Rechtsextreme Schöffen loswerden?
Der Staat will den Bewerbern um ein Schöffenamt besser auf den Zahn fühlen. Er wird jedoch nicht jede oder jeden mit einer extremistischen Gesinnung herausfiltern können. Nicht alle posaunen ihre Einstellung im Internet heraus - und schließlich lässt sich auch ein Din A4-Papier leicht belügen. Was passiert, wenn die extremistische Gesinnung eines Schöffen erst auffällt, wenn dieser längst im Amt ist, wie etwa im Fall von Gitta K.?

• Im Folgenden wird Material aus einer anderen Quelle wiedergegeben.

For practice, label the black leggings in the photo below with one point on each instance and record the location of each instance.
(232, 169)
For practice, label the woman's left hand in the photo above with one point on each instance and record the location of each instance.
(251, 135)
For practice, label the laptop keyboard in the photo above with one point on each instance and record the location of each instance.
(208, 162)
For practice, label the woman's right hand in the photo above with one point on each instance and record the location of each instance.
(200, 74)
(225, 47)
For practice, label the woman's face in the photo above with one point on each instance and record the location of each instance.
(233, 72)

"Bei krassen Fällen wird es keine großen Probleme geben", sagt Susanne Müller, Vorsitzende Richterin am Landgericht Freiburg, im Gespräch mit ntv.de. Im Amtsenthebungsverfahren werde etwa "jedes NPD-Mitglied problemlos aus seinem Amt als Schöffe enthoben werden". In weniger klaren Fällen sei es jedoch kaum so leicht. Denn auch die Meinungsfreiheit der Schöffen wiege schwer. "Es gibt diesbezüglich noch einen großen Graubereich in der Rechtsprechung", erklärt Müller. So müsse von Einzelfall zu Einzelfall entschieden werden. Nicht jede islam- oder migrationskritische Äußerung aus der Situation heraus müsse zu einer Amtsenthebung führen.

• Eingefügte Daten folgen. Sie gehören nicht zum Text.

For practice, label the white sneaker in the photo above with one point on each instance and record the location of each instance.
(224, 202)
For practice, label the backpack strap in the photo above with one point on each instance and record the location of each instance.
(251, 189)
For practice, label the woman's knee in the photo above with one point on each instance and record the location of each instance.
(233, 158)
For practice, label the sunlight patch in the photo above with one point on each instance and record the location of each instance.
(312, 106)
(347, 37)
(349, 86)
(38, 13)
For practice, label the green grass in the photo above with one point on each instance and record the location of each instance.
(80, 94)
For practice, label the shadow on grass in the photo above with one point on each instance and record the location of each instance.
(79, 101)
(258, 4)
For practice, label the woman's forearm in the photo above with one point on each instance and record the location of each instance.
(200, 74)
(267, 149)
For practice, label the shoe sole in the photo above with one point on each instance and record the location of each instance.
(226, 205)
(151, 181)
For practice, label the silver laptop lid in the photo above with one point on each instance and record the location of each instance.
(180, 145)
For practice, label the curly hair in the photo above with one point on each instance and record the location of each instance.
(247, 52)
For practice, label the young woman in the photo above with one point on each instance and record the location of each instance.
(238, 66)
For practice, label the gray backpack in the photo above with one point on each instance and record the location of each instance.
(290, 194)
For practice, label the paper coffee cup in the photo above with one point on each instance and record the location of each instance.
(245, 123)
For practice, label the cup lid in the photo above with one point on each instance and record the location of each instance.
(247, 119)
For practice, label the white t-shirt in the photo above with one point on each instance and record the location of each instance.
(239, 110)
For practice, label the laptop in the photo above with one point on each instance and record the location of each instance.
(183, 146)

Im Fall von Gitta K. aus Erfurt hat der Schöffenverband um Marko Goschin eine sorgfältige Prüfung und "gegebenenfalls Konsequenzen" verlangt. Der Fall liegt nun beim Oberlandesgericht Thüringen. Die Entscheidung, ob Gitta K. bis zum Ende des Jahres weiter als Schöffin urteilen darf, wurde jedoch noch nicht getroffen, wie das Gericht auf Nachfrage von ntv.de mitteilte. Selbst, wenn sie ihrem Amt enthoben wird, ist es für all die Entscheidungen, an denen sie die vergangenen vier Jahre mitgewirkt hat, allerdings ohnehin zu spät. Gegen diese könne man nicht mehr vorgehen, erklärt Müller. "Die sind alle rechtkräftig."